The real question that I and many others are asking is: What should my convictions be? Like I said, I've given this a lot of thought this past weekend and am proud to say that I think I've come up with the answer to that question.
And so I'm going to start a new series called Servant Romance. It's a concept born from combining servant leadership with romantic love. Not only will this series cover how to interact with a boyfriend/girlfriend or a fiance, it will also cover the Christlike way to interact with friends of the opposite sex. In Servant Romance, there will be five key qualities that I will constantly be referring to. As with the servant leadership series, each quality of servant romance will be covered in its own post. Those five qualities are:
There's one last thing I want to note. If you are someone who thinks the best way teenagers of the opposite gender can interact is if they follow strict rules or a bunch of dos and don'ts, then I ask you to keep an open mind because servant romance does not rely on rules or regulations. Our relationship with Christ is free from laws and rules and checklists, so it only makes sense that our relationships with other people are the same way. Jesus said that the greatest thing we could do is to "Love the Lord your God with all your heart and with all your soul and with all your mind" (Matt. 22:37). There's nothing better we can do with our lives than to bring him glory, honor, praise, and attention. But do you know how to do that? How can we bring God glory, honor, praise, and attention? To answer that question, we have to understand the second greatest command that Jesus gave us. Do you know what it is? Jesus said that the second greatest command is to "Love your neighbor as yourself" (Matt. 22:39). Christ says it again in John 13:34 by saying, "Love one another. As I have loved you, so you must love one another." If our relationship with Christ doesn't depend on a check list, man-made rules, or a bunch of dos and don'ts, what makes us think that our relationship with others is any different?

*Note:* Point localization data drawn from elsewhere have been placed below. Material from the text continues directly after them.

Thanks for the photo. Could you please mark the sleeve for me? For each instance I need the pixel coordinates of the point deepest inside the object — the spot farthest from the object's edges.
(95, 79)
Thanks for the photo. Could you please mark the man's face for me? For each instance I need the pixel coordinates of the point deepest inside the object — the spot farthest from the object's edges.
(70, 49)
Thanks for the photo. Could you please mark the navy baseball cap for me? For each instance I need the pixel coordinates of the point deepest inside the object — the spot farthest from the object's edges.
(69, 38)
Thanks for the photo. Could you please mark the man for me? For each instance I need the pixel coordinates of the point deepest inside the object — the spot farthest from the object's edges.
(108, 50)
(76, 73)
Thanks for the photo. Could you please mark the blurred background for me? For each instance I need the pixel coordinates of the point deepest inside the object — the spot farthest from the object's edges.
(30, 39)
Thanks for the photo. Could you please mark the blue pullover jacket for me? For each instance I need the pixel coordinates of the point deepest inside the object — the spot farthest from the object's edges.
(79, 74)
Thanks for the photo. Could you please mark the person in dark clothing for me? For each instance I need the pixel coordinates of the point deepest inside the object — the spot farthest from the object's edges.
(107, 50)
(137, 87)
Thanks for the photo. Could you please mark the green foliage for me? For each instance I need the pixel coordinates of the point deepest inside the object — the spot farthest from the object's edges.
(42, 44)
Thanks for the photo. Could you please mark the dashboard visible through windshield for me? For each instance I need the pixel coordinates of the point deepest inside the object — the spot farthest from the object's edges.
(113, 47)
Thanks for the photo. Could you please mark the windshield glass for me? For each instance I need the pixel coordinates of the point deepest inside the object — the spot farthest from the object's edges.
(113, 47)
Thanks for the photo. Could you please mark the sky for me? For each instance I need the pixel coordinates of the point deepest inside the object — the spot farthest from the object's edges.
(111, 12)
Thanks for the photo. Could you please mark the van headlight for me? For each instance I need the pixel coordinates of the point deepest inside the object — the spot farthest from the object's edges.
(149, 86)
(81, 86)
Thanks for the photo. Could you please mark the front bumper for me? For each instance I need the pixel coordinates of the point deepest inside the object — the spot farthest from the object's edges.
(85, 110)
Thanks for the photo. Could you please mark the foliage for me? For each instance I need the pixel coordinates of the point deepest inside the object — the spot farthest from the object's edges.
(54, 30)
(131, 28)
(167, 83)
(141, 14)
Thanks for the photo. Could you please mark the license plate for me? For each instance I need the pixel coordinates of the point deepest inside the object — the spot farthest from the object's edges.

Now please don't misinterpret what I'm saying. I'm not saying there shouldn't be guidelines or restrictions. There are some God-given commands pertaining to how the opposite genders interact that we should follow since they are from God. Can you think of any? The most prominent in my mind is to be pure from sexual immorality. Now this makes sense because sex is designed to stay inside marriage. Thus, any sexual actions outside of marriage are not what God wants and thus are sin. So yes, there are some rules, and we need to follow these rules. Rules like these are there for our benefit. If a rule is there to protect us, and if breaking that rule is sure to result in negative consequences, then that rule is good and it is good to follow it. Sex is a perfect example of this type of rule. But if a rule does not really protect us from anything, and if there's not a guarantee that negative things will come if that rule is broken, then that rule is useless and pointless, and it doesn't need to be followed. For example, if a youth pastor told his youth group that the young men and women in the group will not be allowed to hug, I would definitely say that rule is a joke. Why? Because it doesn't actually protect you from something (whereas abstinence protects you from STDs, heartache, guilt, shame, childbirth, sin, etc.) and it doesn't bring about negative consequences (who doesn't like a good hug?!).
So as we look at how servant leadership and romance combine, keep an open mind. I've learned a lot of new things and redefined some of my own personal boundaries and convictions just by evaluating what purpose my convictions serve and also where I got my convictions from. I promise that if you keep an open mind and an open heart, you'll be amazed at what you find.